Natural Health News — A new analysis has shown that too much sitting at the computer or lying around watching TV is linked to a greater risk of depression.
Based on dozens of studies covering nearly 200,000 participants from all around the world, Chinese researchers found that sedentary behaviour was linked to a 25% higher likelihood of being depressed compared to people who were more active.
The research from Qingdau University Medical College in Shangong, suggests that physical activity would be a good prescription for preventing depression.
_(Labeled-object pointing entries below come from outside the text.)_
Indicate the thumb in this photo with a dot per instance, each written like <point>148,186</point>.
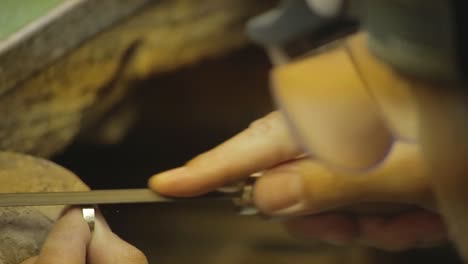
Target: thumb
<point>107,248</point>
<point>68,240</point>
<point>307,187</point>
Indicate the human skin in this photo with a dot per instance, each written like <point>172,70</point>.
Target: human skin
<point>317,185</point>
<point>50,234</point>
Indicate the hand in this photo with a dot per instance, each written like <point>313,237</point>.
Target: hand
<point>295,186</point>
<point>70,241</point>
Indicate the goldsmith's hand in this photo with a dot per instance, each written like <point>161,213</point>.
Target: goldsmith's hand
<point>300,187</point>
<point>71,242</point>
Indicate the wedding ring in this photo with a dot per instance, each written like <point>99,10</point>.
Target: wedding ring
<point>89,215</point>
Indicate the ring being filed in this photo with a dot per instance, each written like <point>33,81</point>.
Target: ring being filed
<point>89,215</point>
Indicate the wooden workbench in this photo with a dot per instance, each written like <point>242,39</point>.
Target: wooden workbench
<point>45,113</point>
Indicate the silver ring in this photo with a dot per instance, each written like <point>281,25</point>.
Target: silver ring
<point>89,215</point>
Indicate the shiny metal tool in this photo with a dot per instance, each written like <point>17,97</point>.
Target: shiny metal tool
<point>89,215</point>
<point>241,197</point>
<point>426,39</point>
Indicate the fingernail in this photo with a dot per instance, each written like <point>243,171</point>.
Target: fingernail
<point>167,178</point>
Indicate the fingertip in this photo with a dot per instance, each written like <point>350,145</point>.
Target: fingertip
<point>276,193</point>
<point>175,182</point>
<point>107,247</point>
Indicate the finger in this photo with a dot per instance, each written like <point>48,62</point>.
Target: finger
<point>336,229</point>
<point>331,111</point>
<point>418,229</point>
<point>305,186</point>
<point>107,248</point>
<point>30,261</point>
<point>68,240</point>
<point>264,144</point>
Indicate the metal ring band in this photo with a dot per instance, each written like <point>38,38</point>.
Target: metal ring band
<point>89,215</point>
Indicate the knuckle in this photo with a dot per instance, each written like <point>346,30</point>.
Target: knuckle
<point>136,256</point>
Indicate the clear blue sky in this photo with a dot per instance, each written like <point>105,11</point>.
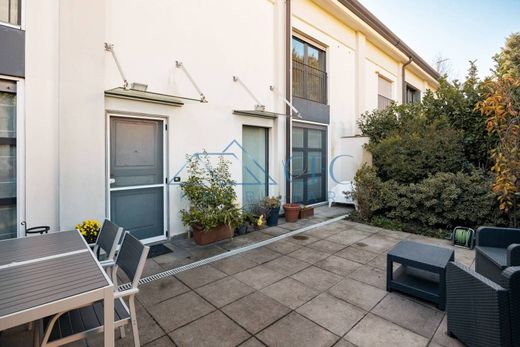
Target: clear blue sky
<point>460,30</point>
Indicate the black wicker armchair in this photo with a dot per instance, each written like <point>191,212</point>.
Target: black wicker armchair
<point>480,311</point>
<point>497,249</point>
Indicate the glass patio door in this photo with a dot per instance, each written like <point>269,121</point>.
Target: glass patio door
<point>309,160</point>
<point>137,179</point>
<point>255,170</point>
<point>8,212</point>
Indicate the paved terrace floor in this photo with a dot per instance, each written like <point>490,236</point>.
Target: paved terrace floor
<point>327,289</point>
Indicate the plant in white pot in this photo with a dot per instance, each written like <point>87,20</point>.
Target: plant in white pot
<point>212,214</point>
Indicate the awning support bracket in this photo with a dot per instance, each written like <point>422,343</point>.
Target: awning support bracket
<point>180,65</point>
<point>110,48</point>
<point>287,102</point>
<point>259,106</point>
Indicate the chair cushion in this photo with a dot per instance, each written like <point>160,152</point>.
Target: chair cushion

In their report, published in the British Journal of Sports Medicine, the researchers say they also saw differences depending on people’s preferred type of inactivity. Those whose most frequent sedentary behaviour was watching TV were 13% more likely to be depressed, while those who spent their sedentary time using the computer or Internet, had a 22% higher depression risk.
A circular problem
The analysis didn’t look at the reasons behind the links. And, the study team points out, most of the included studies accounted for other factors, like illnesses, that might explain the sedentary behaviour, the depression, or both, but those studies may not have taken every possible factor into account.
The research team also notes that they cannot rule out the possibility that depression leads to sedentary behaviours rather than the other way around. Indeed it could be a circular problem.
Nonetheless, that the two go hand in hand is enough to suggest that more activity might be a useful approach for the management of depression symptoms as well as clinical levels of depression, they conclude.
They note also that being sedentary is linked to other poor health outcomes like cardiovascular disease and type 2 diabetes.
“Therefore, the message we really need to get out to the public is ‘Move more and sit less,’” she said.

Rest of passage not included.